Testing Strategy
Where this helps: proving your solution works, on purpose rather than by luck. In the IB Computer Science Internal Assessment this is Criterion C (the test plan). Choosing good test data is a skill any developer needs.
Table of Contents
- Why This Page Exists
- Types of Testing
- The Real Skill: Choosing Test Data
- Writing a Test Plan
- Quick Check
- Classify the Test Data
- Practice Exercises
- Connections
Why This Page Exists
Most beginners “test” their program by running it once with sensible input, seeing it work, and moving on. That is not testing. That is hoping.
Real testing is deliberate. You choose inputs that are likely to break the program, decide in advance what should happen, and check whether it does. The goal is not to prove your program is perfect (you cannot), it is to find the places where it is wrong while you still have time to fix them. A tester’s mindset is not “look, it works”, it is “let me try to break it”.
Types of Testing
Testing is described in two useful ways: by how much you can see and by how much of the system you are testing.
By what you can see
| Type | What it means |
|---|---|
| Black-box testing | You test against the requirements without looking at the code. You know what the program should do, and you check that it does, treating the inside as a sealed box. |
| White-box testing | You test knowing the code inside, deliberately choosing inputs that exercise each branch and path (every if, every loop). |
Both matter. Black-box testing catches “it does the wrong thing”; white-box testing catches “this particular path was never checked”.
By how much you are testing
| Level | What it tests |
|---|---|
| Unit testing | One small piece on its own (a single method or function). |
| Integration testing | Several pieces working together, to catch problems where they connect. |
| System testing | The whole finished program, end to end. |
| User acceptance testing | Whether the system meets the client’s real needs, tested with (or by) the client. |
These build up. You test a part alone, then parts together, then the whole thing, then whether the whole thing actually satisfies the person you built it for.
The Real Skill: Choosing Test Data
Anyone can run a program with a “normal” value. The skill that separates real testing from hoping is choosing test data on purpose, in three categories.

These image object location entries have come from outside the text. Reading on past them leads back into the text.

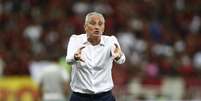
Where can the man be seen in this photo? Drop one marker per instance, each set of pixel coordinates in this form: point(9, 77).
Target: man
point(53, 83)
point(91, 56)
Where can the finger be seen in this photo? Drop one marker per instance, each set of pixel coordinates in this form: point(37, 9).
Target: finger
point(81, 48)
point(82, 60)
point(116, 45)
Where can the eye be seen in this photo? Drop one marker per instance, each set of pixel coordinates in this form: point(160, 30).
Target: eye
point(100, 23)
point(92, 22)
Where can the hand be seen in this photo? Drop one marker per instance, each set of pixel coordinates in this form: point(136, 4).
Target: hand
point(77, 55)
point(117, 52)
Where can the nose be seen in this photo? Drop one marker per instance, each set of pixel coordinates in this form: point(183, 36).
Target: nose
point(96, 27)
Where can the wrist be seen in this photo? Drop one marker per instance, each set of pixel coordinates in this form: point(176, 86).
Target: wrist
point(118, 57)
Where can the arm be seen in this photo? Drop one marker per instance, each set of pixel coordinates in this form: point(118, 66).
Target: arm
point(116, 51)
point(71, 50)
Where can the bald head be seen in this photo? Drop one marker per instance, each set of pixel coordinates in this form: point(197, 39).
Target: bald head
point(87, 18)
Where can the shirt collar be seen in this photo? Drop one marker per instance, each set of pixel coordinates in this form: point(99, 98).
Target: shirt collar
point(87, 42)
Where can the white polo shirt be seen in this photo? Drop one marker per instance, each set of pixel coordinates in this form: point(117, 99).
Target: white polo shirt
point(94, 75)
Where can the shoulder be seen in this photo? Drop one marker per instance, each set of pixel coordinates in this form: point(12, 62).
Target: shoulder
point(109, 38)
point(77, 36)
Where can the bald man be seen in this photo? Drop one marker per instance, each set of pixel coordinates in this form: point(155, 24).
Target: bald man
point(92, 55)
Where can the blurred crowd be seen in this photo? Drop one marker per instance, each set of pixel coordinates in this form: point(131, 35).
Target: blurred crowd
point(160, 38)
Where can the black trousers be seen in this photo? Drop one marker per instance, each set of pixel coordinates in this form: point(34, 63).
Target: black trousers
point(105, 96)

| Category | What it is | Why it matters |
|---|---|---|
| Normal | Typical valid input the program is meant to handle | Confirms the program does the ordinary job correctly |
| Boundary | Values right at the edges of what is allowed | The edges are where off-by-one errors and wrong comparisons hide |
| Invalid (erroneous) | Input the program should reject or handle gracefully | Real users type wrong things; the program must not crash |
Boundary values are the most valuable and the most forgotten. If a field accepts a score from 0 to 100, the interesting values are not 50; they are 0 and 100 (the valid edges) and -1 and 101 (the first invalid values on each side). A bug like if (score < 100) instead of <= 100 is invisible to normal data and obvious the moment you test the boundary.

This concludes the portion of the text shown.